Auditoras-Fiscais do Trabalho participam da formatura de turma do programa “Aprendendo a Aprender”


Por: Lourdes Marinho
Edição: Andrea Bochi
30/01/2026



Com informações da SRTE/RN e do MPT-RN

As Auditoras-Fiscais do Trabalho Marinalva Dantas e Virna Soraya Damasceno, presidente do Infoca-RN, participaram nesta quarta-feira, 28 de janeiro, da solenidade de formatura de 15 jovens do curso de pré-aprendizagem “Aprendendo a Aprender”, na sede do MPT, em Natal, Rio Grande do Norte.

A iniciativa é resultado da articulação entre o Instituto Estadual de Erradicação do Trabalho Infantil (Infoca-RN), Ministério do Trabalho e Emprego (MTE) e Ministério Público do Trabalho no Rio Grande do Norte (MPT-RN). Visa oferecer trabalho digno e combater o trabalho infantil, por meio da pré-aprendizagem de adolescentes e jovens, capacitando-os em cidadania, inclusão digital e habilidades profissionais para inserção no mercado de trabalho.

Dos 15 formandos, 13 já foram ou estão em processo de encaminhamento para atuarem na Petrobrás, TRT e Banco do Brasil. Também há articulações para a inserção dos estudantes restantes em outras empresas e órgãos públicos.

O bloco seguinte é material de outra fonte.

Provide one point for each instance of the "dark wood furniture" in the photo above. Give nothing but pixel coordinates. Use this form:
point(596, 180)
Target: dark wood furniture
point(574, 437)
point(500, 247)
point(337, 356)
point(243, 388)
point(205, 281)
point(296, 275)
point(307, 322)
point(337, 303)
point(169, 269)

Durante a cerimônia de formatura, Marinalva Cardoso e Virna Damasceno destacaram a importância da aprendizagem profissional na vida dos jovens e o papel da formação na prevenção de violações de direitos. Para elas, a maior alegria dos Auditores-Fiscais do Trabalho é saber que os adolescentes que concluem a pré-aprendizagem saem mais protegidos. “A nossa felicidade é saber que vocês estão vacinados contra o trabalho escravo. Vocês não vão cair em conversa fiada e acabar escravizados”, afirmaram. Ressaltaram ainda que os jovens passam a reconhecer outras situações de risco. “Vocês também já sabem como não cair nas armadilhas do assédio sexual”, completaram

As Auditoras reforçaram a importância de os formandos multiplicarem as informações recebidas. “Conversem com amigos, vizinhos e parentes. É fundamental dizer que ninguém precisa pagar nada para ser aprendiz. A aprendizagem é um direito garantido por lei”, destacaram.

Marinalva Cardoso ressaltou o envolvimento direto de Virna Damasceno na promoção da pré-aprendizagem e lembrou que, graças à atuação da Auditora-Fiscal, o Infoca foi redirecionado para atuar junto a esses jovens. Disse também que os formandos saem à frente de outros aprendizes por terem passado pela etapa da pré-aprendizagem. Marinalva explicou ainda que o espaço onde ocorrem as aulas foi viabilizado a partir de uma articulação feita por Virna, que garantiu a cessão do local para o curso. “Nós não pagamos aluguel daquela sala. O imóvel é da Virna e da irmã dela, e a sala foi cedida para que vocês pudessem aprender, sem nenhum custo”, informou.

A formanda e oradora da turma, Ariadne Beatriz, destacou a força transformadora da aprendizagem profissional: “Com as ferramentas que adquirimos, temos nas mãos a chance de mudar e criar um mundo mais feliz, mais justo e cheio de oportunidades para todos.”

Para o estudante Pedro Victor, o futuro é alvissareiro. “Olhamos para a frente e vemos um futuro cheio de possibilidades na aprendizagem profissional, onde não só aprendemos uma profissão, mas também aumentamos a nossa capacidade de transformar o mundo ao nosso redor, mostrando que somos capazes de conquistar uma vida melhor para nós mesmos e nossas famílias.”

A formatura contou ainda com a presença de familiares dos estudantes e representantes institucionais, que participaram de um café da manhã.

Chacina de Unaí e avocação

Durante a solenidade, também foi lembrado o Dia do Auditor-Fiscal do Trabalho, celebrado em 28 de janeiro. Marinalva Dantas explicou aos jovens aprendizes que a data foi instituída em memória das vítimas da Chacina de Unaí, quando quatro colegas servidores do MTE foram assassinados no exercício da função. “É um dia para lembrar nossos colegas que perderam a vida e reafirmar a importância do trabalho de fiscalização”, disse, ao relembrar que o crime teve todos os envolvidos condenados e presos.

Marinalva contou ainda que na quarta-feira, 28 de janeiro, diversos Auditores-Fiscais estavam em Brasília participando de um ato em memória das vítimas e também contra a avocação de fiscalizações e processos de trabalho escravo pelo ministro do Trabalho. “A avocação acontece quando o ministro chama para si a condução de casos que estavam com as equipes técnicas. Isso pode comprometer a autonomia e a efetividade do combate ao trabalho escravo”, finalizou.